Why is Bhabadaha still waterlogged?

Authorities should consider using tidal river management (TRM) approach

Around 150,000 residents of these villages are going through unbearable suffering, because it is not only their croplands that are inundated, but their homesteads are also under knee-to-waist deep water. PHOTO: MOKAMMEL SHUVO

It is hard to believe that the residents of Bhabadaha region in the south of Bangladesh—consisting of around 52 beels in Jashore Sadar, Abhaynagar, Monirampur, and Keshabpur upazilas of Jashore, and Dumuria upazila of Khulna—have been suffering due to waterlogging for several years now. Reportedly, over one million people of the area have to face waterlogging for seven to eight months of the year, while for a significant portion of the people, this problem persists all year round. According to a report by this daily on January 16, around 120 villages in Jashore and Khulna are still submerged in water this winter. Around 150,000 residents of these villages are going through unbearable suffering, because it is not only their croplands that are inundated, but their homesteads are also under knee-to-waist deep water.

Our correspondent recently visited some of these villages and found that only the roads in those villages were above water. Villagers are going through severe financial hardship as they cannot cultivate in their lands due to the waterlogging. While many of them have turned to fish farming, that is not as economically rewarding as cultivating crops. 

Unfortunately, the various projects undertaken by the Bangladesh Water Development Board (WDB) to solve this problem have not yielded much result. Over the years, they have implemented a number of coastal embankment projects to stop tidal water from entering the villages, as well as various other projects to pump the water out from the region, but with little effect. According to experts and villagers, these projects are not well-thought-out, and thus are unlikely to solve the issue.
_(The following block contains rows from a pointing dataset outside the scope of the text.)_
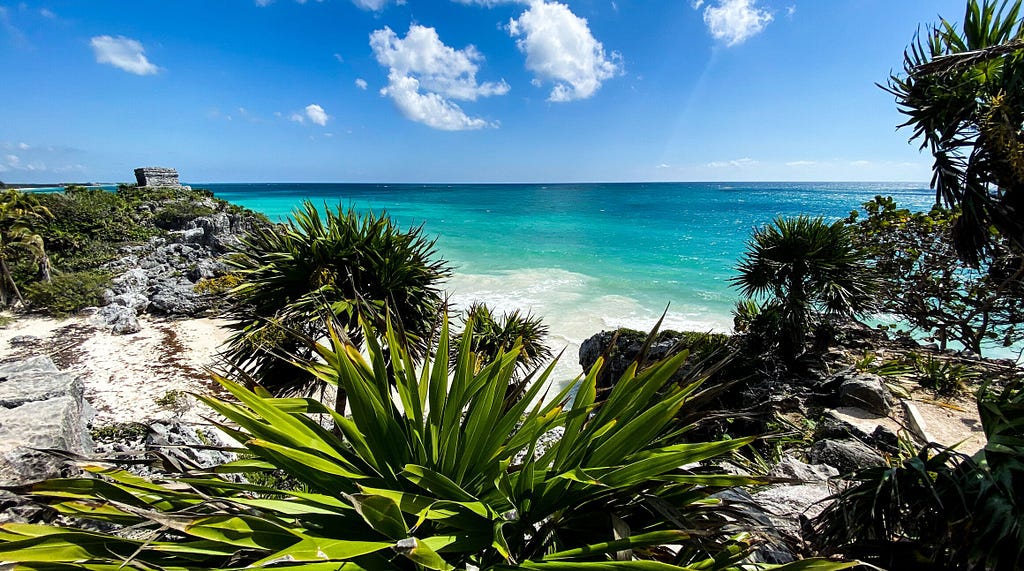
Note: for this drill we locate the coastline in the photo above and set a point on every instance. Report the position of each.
(138, 378)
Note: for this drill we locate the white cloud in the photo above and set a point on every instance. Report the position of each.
(313, 113)
(375, 5)
(438, 68)
(316, 115)
(123, 53)
(734, 22)
(734, 164)
(560, 48)
(424, 75)
(429, 108)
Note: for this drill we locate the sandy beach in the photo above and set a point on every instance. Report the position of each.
(140, 377)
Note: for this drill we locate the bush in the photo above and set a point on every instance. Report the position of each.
(175, 215)
(446, 479)
(68, 293)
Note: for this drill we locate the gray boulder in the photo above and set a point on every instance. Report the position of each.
(118, 319)
(40, 408)
(847, 455)
(867, 392)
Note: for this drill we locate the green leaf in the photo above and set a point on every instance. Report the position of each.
(381, 513)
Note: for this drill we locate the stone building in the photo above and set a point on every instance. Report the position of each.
(157, 177)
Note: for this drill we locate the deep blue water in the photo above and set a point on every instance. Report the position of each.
(588, 257)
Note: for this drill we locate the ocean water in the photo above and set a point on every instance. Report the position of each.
(588, 257)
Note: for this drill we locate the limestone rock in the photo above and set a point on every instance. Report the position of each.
(119, 319)
(847, 455)
(40, 407)
(867, 392)
(157, 177)
(793, 469)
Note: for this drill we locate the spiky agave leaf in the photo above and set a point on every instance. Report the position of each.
(431, 471)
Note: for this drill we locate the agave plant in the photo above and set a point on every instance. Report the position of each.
(804, 268)
(340, 264)
(430, 472)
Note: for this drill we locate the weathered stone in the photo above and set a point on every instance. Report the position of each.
(40, 408)
(846, 455)
(118, 318)
(157, 177)
(867, 392)
(793, 469)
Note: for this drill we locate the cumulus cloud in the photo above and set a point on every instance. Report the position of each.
(123, 53)
(313, 113)
(560, 48)
(735, 163)
(425, 75)
(734, 22)
(375, 5)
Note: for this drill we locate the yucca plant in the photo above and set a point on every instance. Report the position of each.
(493, 335)
(430, 472)
(803, 268)
(339, 266)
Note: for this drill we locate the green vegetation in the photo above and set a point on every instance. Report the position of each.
(961, 91)
(922, 280)
(67, 293)
(445, 480)
(341, 266)
(495, 335)
(805, 269)
(19, 215)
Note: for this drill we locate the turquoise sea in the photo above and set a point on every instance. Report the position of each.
(588, 257)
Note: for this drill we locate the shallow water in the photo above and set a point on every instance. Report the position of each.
(588, 257)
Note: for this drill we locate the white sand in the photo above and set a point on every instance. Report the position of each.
(126, 375)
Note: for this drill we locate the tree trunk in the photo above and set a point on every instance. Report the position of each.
(9, 279)
(45, 268)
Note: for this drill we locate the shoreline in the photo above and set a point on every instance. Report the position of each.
(137, 378)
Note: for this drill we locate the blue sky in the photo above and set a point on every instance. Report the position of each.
(457, 90)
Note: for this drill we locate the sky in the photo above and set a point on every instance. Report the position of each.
(458, 90)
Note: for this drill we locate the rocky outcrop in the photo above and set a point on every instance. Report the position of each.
(40, 408)
(161, 177)
(160, 276)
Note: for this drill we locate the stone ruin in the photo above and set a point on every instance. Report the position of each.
(158, 177)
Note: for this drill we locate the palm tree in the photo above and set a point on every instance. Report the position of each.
(340, 266)
(804, 268)
(963, 93)
(18, 211)
(493, 336)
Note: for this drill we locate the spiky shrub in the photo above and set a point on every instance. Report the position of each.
(429, 472)
(340, 263)
(940, 509)
(803, 268)
(493, 335)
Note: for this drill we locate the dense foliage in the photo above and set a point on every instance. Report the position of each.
(922, 280)
(963, 92)
(939, 509)
(804, 269)
(446, 479)
(339, 265)
(494, 335)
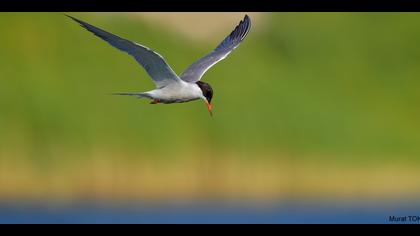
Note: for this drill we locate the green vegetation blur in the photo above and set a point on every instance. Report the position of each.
(318, 87)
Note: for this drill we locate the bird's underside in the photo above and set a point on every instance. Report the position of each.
(171, 88)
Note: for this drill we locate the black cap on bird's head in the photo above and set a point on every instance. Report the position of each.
(207, 93)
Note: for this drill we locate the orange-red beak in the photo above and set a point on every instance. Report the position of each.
(209, 107)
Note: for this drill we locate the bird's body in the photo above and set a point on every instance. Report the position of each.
(171, 88)
(176, 92)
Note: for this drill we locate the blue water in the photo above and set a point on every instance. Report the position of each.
(209, 213)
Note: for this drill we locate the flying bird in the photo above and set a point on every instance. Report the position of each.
(171, 88)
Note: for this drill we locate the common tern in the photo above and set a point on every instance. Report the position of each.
(171, 88)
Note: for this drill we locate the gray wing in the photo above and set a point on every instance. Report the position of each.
(195, 71)
(160, 72)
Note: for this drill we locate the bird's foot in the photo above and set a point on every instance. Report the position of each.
(154, 101)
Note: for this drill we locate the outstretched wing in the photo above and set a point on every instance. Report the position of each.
(160, 72)
(195, 71)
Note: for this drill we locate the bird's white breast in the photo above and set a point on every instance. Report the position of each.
(178, 92)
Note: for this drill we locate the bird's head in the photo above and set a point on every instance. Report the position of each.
(207, 93)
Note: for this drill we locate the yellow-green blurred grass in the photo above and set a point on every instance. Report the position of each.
(112, 175)
(327, 107)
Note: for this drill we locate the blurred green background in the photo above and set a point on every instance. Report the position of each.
(309, 105)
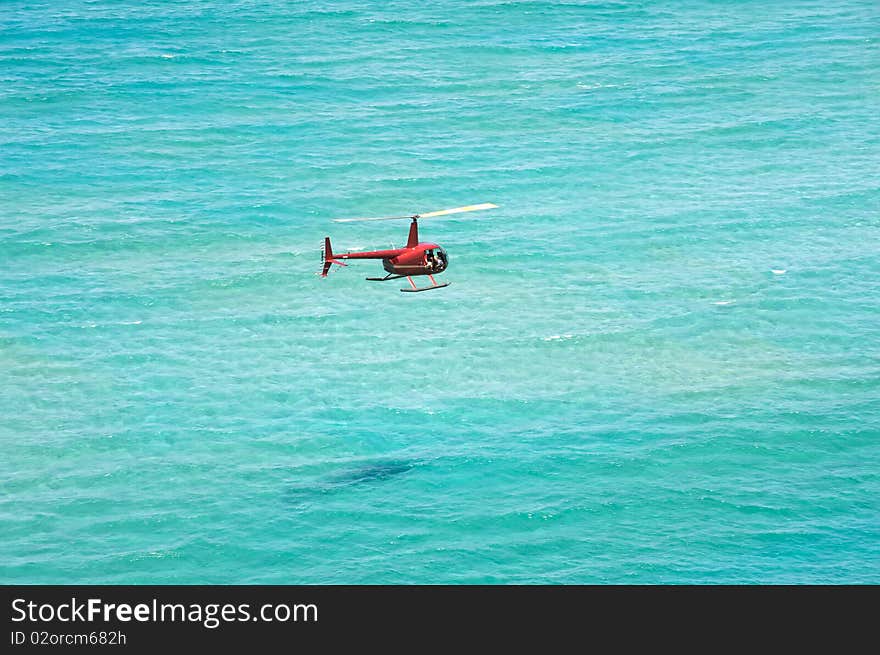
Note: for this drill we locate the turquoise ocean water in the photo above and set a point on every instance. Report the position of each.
(658, 360)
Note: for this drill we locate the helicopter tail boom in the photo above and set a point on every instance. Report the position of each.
(327, 258)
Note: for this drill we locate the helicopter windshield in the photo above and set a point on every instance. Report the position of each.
(436, 259)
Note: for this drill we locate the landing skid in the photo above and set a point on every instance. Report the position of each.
(416, 289)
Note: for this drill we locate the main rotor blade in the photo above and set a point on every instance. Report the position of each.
(458, 210)
(384, 218)
(444, 212)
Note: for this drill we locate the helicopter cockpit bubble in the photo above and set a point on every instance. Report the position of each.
(441, 258)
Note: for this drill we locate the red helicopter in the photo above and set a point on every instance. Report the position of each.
(414, 259)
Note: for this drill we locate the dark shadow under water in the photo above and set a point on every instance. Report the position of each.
(360, 474)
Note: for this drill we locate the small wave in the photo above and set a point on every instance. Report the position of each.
(558, 337)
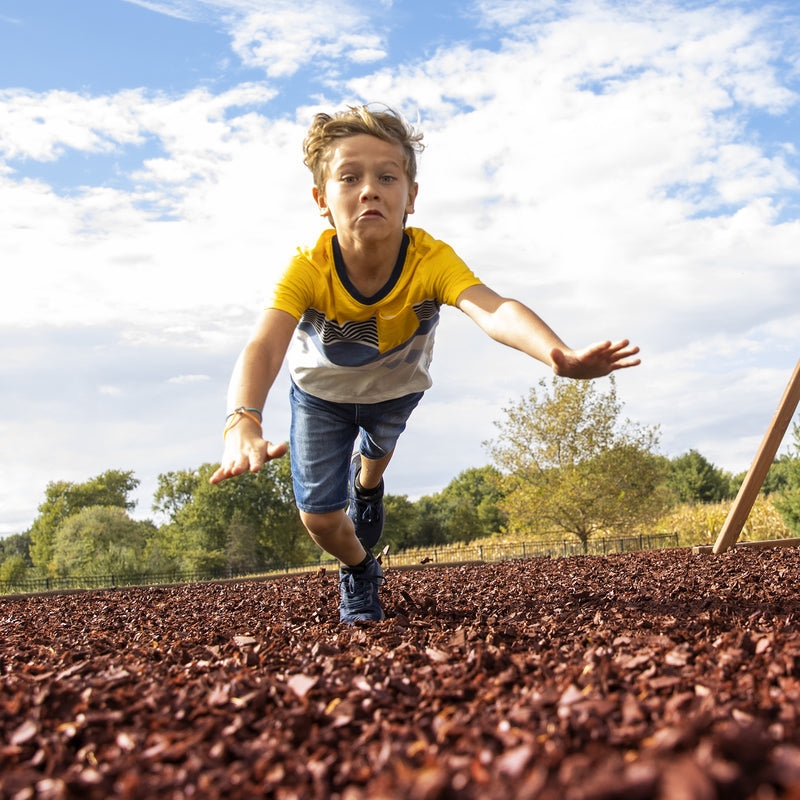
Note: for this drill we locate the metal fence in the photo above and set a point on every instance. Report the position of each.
(445, 554)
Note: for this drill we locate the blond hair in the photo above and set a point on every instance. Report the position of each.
(386, 124)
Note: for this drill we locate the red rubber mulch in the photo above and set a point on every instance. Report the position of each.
(645, 675)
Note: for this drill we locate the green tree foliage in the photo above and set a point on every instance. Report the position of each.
(17, 544)
(694, 479)
(100, 540)
(64, 499)
(402, 519)
(569, 465)
(245, 524)
(13, 569)
(471, 505)
(787, 500)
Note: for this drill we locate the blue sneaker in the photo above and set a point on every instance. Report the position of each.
(359, 593)
(366, 511)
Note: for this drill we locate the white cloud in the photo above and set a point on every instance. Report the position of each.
(320, 33)
(181, 379)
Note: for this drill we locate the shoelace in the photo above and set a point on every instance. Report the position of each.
(369, 511)
(360, 590)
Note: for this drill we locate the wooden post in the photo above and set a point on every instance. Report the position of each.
(754, 480)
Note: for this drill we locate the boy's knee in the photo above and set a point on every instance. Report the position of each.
(323, 525)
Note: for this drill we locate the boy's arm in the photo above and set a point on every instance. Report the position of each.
(253, 376)
(514, 324)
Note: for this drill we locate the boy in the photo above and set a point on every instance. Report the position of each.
(357, 314)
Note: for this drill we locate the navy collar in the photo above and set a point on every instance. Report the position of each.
(385, 289)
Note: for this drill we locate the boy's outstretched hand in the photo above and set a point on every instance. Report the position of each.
(245, 454)
(594, 361)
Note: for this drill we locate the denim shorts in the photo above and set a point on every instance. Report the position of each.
(321, 441)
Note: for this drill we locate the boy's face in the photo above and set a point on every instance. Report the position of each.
(367, 193)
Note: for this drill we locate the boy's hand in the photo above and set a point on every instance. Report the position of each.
(594, 361)
(245, 451)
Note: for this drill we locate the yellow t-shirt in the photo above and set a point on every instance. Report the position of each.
(348, 348)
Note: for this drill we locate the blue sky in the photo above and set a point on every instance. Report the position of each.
(627, 169)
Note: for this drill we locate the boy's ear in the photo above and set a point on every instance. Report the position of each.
(319, 199)
(412, 197)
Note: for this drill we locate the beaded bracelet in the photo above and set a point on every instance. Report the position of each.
(240, 412)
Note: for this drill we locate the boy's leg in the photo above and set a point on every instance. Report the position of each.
(380, 427)
(322, 436)
(372, 470)
(335, 534)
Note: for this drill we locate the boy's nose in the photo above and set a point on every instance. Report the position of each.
(368, 190)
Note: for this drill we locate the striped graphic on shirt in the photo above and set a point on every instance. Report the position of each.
(330, 332)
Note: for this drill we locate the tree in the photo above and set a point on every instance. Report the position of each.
(695, 479)
(13, 569)
(17, 544)
(247, 523)
(787, 501)
(100, 540)
(470, 505)
(569, 465)
(64, 499)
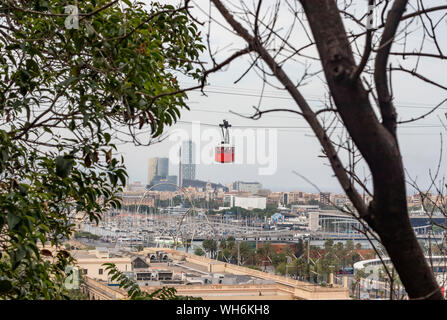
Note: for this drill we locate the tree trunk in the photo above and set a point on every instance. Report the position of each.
(388, 214)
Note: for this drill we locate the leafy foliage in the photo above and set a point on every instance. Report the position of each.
(65, 96)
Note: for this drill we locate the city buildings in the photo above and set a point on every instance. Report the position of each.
(250, 187)
(246, 202)
(157, 167)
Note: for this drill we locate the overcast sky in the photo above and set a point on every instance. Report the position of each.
(296, 148)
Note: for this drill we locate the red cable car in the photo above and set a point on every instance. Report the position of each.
(225, 151)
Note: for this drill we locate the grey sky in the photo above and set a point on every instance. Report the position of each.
(297, 149)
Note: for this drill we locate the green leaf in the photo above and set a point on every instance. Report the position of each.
(63, 166)
(13, 220)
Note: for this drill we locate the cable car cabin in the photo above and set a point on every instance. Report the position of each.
(224, 153)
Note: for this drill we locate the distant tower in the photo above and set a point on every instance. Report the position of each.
(180, 176)
(188, 166)
(157, 167)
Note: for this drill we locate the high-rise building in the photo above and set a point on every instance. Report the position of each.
(157, 167)
(188, 170)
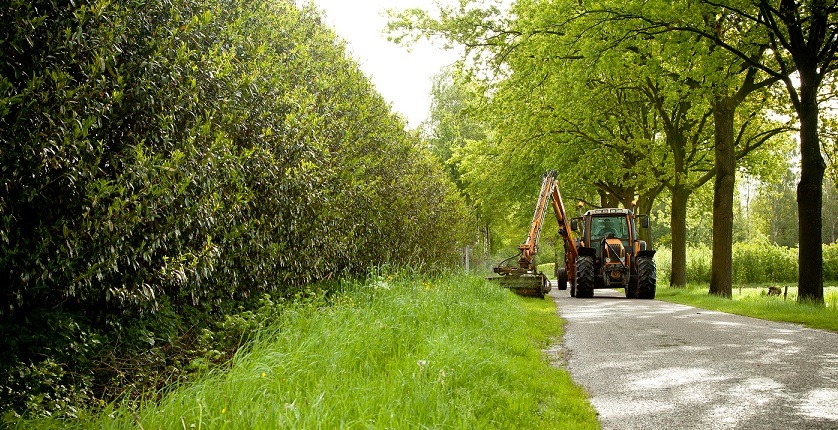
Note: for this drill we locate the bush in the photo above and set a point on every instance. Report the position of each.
(753, 263)
(176, 156)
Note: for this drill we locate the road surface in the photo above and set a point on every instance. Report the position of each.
(650, 364)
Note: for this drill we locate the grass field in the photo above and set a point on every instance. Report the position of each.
(395, 352)
(754, 302)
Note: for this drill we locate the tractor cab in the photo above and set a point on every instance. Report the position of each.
(610, 252)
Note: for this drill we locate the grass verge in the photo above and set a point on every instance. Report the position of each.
(408, 353)
(754, 302)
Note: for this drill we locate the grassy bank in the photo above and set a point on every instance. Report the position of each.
(401, 352)
(754, 302)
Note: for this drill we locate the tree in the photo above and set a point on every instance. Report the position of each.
(552, 63)
(802, 38)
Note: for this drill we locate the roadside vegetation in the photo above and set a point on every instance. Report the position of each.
(167, 164)
(396, 351)
(754, 301)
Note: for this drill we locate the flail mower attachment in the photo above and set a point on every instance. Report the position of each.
(527, 283)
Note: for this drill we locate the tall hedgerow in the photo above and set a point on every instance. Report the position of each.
(185, 154)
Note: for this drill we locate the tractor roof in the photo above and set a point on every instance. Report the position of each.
(608, 211)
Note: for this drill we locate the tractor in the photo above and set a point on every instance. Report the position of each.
(609, 254)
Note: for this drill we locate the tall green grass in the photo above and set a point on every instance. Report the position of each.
(755, 302)
(403, 352)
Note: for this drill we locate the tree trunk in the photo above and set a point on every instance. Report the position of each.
(721, 277)
(678, 223)
(810, 197)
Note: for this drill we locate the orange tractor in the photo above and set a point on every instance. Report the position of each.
(608, 253)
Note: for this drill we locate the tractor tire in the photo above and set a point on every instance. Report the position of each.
(647, 278)
(561, 278)
(631, 289)
(584, 277)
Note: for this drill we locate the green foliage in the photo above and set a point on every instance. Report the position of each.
(755, 302)
(172, 156)
(393, 352)
(755, 262)
(763, 262)
(830, 261)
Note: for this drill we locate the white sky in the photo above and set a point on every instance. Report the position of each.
(402, 77)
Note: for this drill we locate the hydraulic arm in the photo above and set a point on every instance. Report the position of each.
(525, 279)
They suggest that the tidal river management (TRM) approach is a more practical method that should be used here. In this method, an embankment is built around a beel, leaving two cut-points for water to enter and recede from there. When the water recedes during low tide, it takes the sediment deposited on the riverbed in a process of natural excavation. Thus, this method keeps the depth of the rivers and beels intact.

According to the Centre for Environment and Geographical Information Services (CEGIS), TRM is less expensive, technically feasible and also environmentally friendly. According to the organisation, there was less waterlogging in the Bhabadaha area before 2012 because of the implementation of the TRM. People in the affected areas also want this approach to be implemented by the WDB to save them from the perennial waterlogging. The question is, what is stopping the WDB from taking this approach?

We urge the authorities concerned to take expert suggestions on the issue into consideration as well as listen to the people of the region, and take pragmatic approaches to solve the problem, thereby saving over a million people in the region from such unnecessary sufferings.